Thom Browne Spring 2027 Menswear Collection


Edward Buchanan’s iPhone stopped working, Garth Spencer’s arms went several shades darker on the tanning Pantone, and I’ve almost never seen Alex Fury fanning so feverishly: nobody seated in Block C of this Thom Browne show will forget it in a hurry. That’s because it was held al fresco in the long courtyard of Palazzo Serbelloni, where Block C ran down the western, sunny side. My own phone said 38 degrees, and that was from the shady idyll of Block A. CEO Sam Lobban had arranged for parasols and spritzing fans, but phew: what a scorcher. Respect to the gent who wore the Liberace x Disclosure Day Thom Browne alien mask from spring 2026 from the first look until the last.

Browne himself came out wearing a netted bouclé frog mask to take his first runway bow in Milan since the wonderful run of shows for Moncler’s Gamme Bleu ended in 2017. This was also his first-ever Thom Browne show in Milan, and his first solo menswear show since spring 2023’s jockstrap jamboree in Paris. It was a fashion event before it was a weather event.

The show melted two stories together, those of A Bug’s Life and the fairytale of the princess and the frog: except “in this case it’s the prince and the frog,” Browne said. The center of the courtyard was set with 500 seersucker potted rose bushes. The buzzing of the insects on the PA echoed against that of the drones hovering above. This contextual noise resonated within the material of the collection itself, but it was also the soundtrack for what Browne characterized as a reassertion of his core menswear proposition.

“I wanted people to almost be reintroduced to the reason why you come to me,” he had said beforehand, “and that is structured tailoring, structured outerwear, and then, of course, the pairings of the bottoms that go along with that.” In a menswear climate in which softness and deconstruction are often treated as inherent tailoring virtues, Browne’s canvassed counter-proposal is increasingly distinct. Structure can also be light, and here Browne’s engineered jackets and topcoats in madras, seersucker, and poplin framed the bodies they were fitted to without apparent constriction.
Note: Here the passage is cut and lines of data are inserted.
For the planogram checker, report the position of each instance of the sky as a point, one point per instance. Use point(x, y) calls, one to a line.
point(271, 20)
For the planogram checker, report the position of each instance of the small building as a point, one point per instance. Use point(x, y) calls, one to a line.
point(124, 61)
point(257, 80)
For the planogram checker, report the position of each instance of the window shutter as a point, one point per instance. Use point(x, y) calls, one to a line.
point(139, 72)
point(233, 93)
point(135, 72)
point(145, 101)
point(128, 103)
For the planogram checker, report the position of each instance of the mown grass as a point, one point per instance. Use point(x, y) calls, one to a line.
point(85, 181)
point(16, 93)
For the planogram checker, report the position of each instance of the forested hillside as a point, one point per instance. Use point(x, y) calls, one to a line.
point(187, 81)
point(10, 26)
Shirting was in crisp cotton poplin, not Browne’s once-customary basketweave Oxford cotton, and it was worn almost shockingly untucked over pants or skirt. Ties were knotted, but not within the fold of Browne’s collars. Little cricket crop-top sweater vests were sometimes worn between jacket and shirt. Brogues and loafers with what looked like red Dainite soles were stacked at the heel to create a hint of flexion in the calves exposed by the highish hem of most pants. As ever with Browne, there was a sense of sartorial kink to it all.
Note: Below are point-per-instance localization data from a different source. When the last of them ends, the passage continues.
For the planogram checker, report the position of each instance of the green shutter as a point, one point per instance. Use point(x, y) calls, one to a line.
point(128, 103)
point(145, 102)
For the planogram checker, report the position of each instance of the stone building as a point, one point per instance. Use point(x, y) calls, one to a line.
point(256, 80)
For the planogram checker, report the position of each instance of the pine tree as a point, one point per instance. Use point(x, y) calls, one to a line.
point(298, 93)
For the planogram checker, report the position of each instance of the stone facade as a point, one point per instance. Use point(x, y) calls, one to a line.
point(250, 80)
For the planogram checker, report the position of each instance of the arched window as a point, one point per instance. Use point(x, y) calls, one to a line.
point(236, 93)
A group of the opening looks was cut in Swiss dot, a preppy classic that Browne has used for 20 years, but which he said this season had been developed for him by Ermenegildo Zegna, the group of which Browne’s house is part, for the first time. Said the designer: “Technically they can do so much, so it’s a really good relationship: it is nice to be able to develop things that are brand new for them.”

There was entomological embroidery aplenty: spiders, bees, dragonfly wings, crickets, gold-leaf beehives, and more, all beautifully realized. Color, too, was played upon more than Browne is sometimes credited for. The show’s white, gray, and navy foundations were spackled with garden-party pastels, acid greens, yellows, pinks, and insect-bright flashes of surface decoration. As well as being consistent with the preppy tradition of which Browne is such an individualistic interpreter, they added visual buzz. This was a classic Browne show that combined rigor and vigor. Hot, hot, hot.